Friday, March 28th at approximately 12:00 p.m., on what was a historic day in the state of Montana, Envirocon successfully carried out the breaching of the Milltown Dam. Now, for the first time in over a century, the Clark Fork and Blackfoot Rivers are flowing freely and are one step closer to being completely restored to their natural state.

A crowd of hundreds gathered on the bluff overlooking the Dam while project personnel, various media and elected officials gathered below to watch the first rush of water pass through the earthen coffer dam that currently holds back the Clark Fork and Blackfoot Rivers

According to Matt Fein, Envirocon Project Director, "This is a significant achievement and represents a beginning and an end. It is the culmination of over a year's worth of work on the bypass channel and the end of the Milltown Dam. Looking ahead, Fein says, "It also represents the beginning of the process to reclaim the floodplain of the Clark Fork River."

Final preparations for opening the Milltown Dam began last Wednesday when Envirocon workers finished removing the sheet piling between the earthen cofferdam and the rivers. Thursday and Friday, project staff excavated fill from the cofferdam and created a pilot channel to direct the rivers toward the area to be breached.

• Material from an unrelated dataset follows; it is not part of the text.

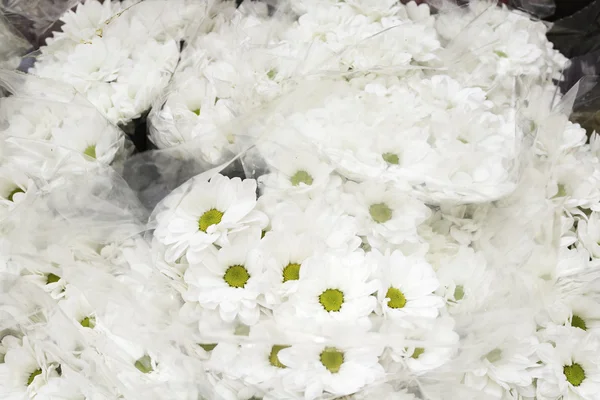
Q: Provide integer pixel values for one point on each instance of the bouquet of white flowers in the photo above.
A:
(349, 199)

Envirocon was awarded the Milltown contract in June of 2003 and is scheduled to complete the project in 2010. In addition to breaching the cofferdam, Envirocon's remaining scope of work includes continued excavation and transporting of the impacted sediment behind the dam, demolition and removal of the remaining portions of the dam, and construction of the final Clark Fork River channel.

  

The Milltown Dam and Reservoir was constructed in 1907 to provide hydropower electricity for a large, regional sawmill. In 1908, a major flood filled the Milltown Reservoir with heavy metals contaminated tailings from a large, open pit copper mine located 100-miles upstream near Butte, Montana. Since 1908, arsenic leaching from the sediments in the Milltown Reservoir has caused a general degradation of groundwater quality which prompted the EPA to begin a removal action.